Os ares ainda andavam revoltos por conta dos eflúvios do 25 de Abril de 1974. Mas as previsões do tempo já apontavam para a realização de eleições autárquicas. As perspectivas de normalidade democrática iam-se definindo e, no horizonte, já se vislumbravam poentes de acalmia.

 Por essas alturas eu tinha uma vida profissional muito activa ligada ao sector da pesca industrial, com deslocações constantes ao estrangeiro por conta do desempenho de funções associativas para que tinha sido eleito.

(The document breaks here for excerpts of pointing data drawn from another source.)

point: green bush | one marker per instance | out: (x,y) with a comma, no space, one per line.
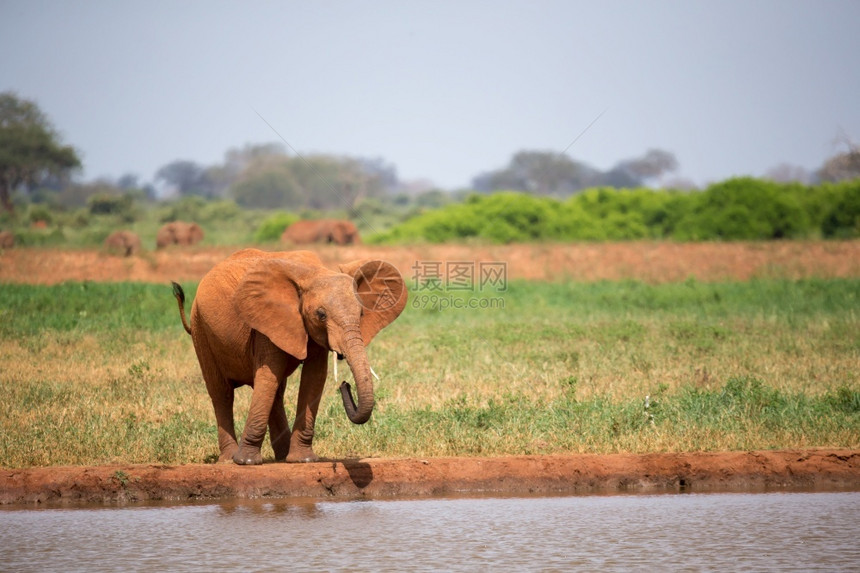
(273,226)
(109,204)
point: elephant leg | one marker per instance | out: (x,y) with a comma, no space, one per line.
(311,387)
(269,381)
(221,393)
(279,426)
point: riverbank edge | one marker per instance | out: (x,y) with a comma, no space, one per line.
(820,469)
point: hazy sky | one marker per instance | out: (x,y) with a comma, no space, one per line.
(442,89)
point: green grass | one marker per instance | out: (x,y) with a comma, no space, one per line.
(95,373)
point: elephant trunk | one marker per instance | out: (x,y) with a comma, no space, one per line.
(356,357)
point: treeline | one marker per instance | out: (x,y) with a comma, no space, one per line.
(736,209)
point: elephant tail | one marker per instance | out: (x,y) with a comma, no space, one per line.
(180,300)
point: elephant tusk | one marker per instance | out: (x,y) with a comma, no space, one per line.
(334,361)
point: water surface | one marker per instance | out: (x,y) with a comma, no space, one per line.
(687,532)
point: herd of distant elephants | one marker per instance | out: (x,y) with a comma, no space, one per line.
(182,233)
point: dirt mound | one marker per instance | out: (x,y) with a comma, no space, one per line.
(653,262)
(819,469)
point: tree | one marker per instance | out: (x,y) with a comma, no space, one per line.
(186,178)
(841,167)
(30,148)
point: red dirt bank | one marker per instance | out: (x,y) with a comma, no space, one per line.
(817,469)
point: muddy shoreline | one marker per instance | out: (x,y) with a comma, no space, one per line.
(379,478)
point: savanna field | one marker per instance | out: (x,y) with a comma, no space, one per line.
(586,348)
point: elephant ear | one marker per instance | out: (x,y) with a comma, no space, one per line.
(381,291)
(267,299)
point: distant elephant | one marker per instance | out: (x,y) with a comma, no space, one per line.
(7,240)
(178,233)
(258,315)
(335,231)
(125,243)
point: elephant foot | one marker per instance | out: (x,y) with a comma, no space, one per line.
(228,453)
(247,456)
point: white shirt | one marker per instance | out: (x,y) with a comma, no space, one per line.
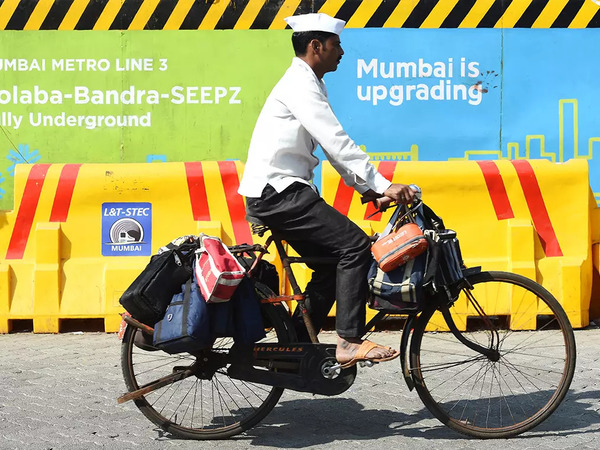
(295,118)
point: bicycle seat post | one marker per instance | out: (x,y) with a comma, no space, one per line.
(298,295)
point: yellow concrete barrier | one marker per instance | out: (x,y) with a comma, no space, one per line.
(531,217)
(80,234)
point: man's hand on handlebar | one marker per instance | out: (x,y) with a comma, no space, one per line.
(401,193)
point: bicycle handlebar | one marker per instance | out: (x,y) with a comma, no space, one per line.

Certo dia, à hora do almoço, vinha eu de carro a passar em frente da cadeia, paredes meias com o bairro da Gulbenkian, quando vislumbro de supetão o meu amigo Girão Pereira a fazer-me sinal para parar. Ele morava, então, ali mesmo no bairro.  Saí do carro para o saudar, para saber como ia a família, enfim, para fazer o que é habitual entre amigos que a vida levou a seguir caminhos diferentes. Que estava tudo bem, me disse ele. E foi acrescentando que a razão do seu pedido para eu parar era um desabafo, mais pedido de opinião que outra coisa qualquer. Que tinha sido abordado pelo Dr. Mário Gaioso para encabeçar uma lista do CDS candidata à Câmara de Aveiro nas eleições que se avizinhavam e ainda não se tinha decidido quanto à resposta urgente que ficara de dar.

Eu conhecia o Girão desde os seus tempos de professor primário na Costa Nova. Éramos os dois estudantes voluntários na Faculdade de Direito da Universidade de Coimbra e aí começara a argamassa da nossa amizade. Troca de ideias sobre as cadeiras que íamos estudando conforme os nossos trabalhos permitiam levava-nos a encontros de relativa frequência. As dificuldades sentidas pelo voluntariado nos estudos transvasavam para os problemas das nossas vidas profissionais e tal favorecia uma certa cumplicidade nos nossos desabafos.

O pedido de opinião que me pedia quanto à sua candidatura à nossa Câmara era mais uma prova disso mesmo.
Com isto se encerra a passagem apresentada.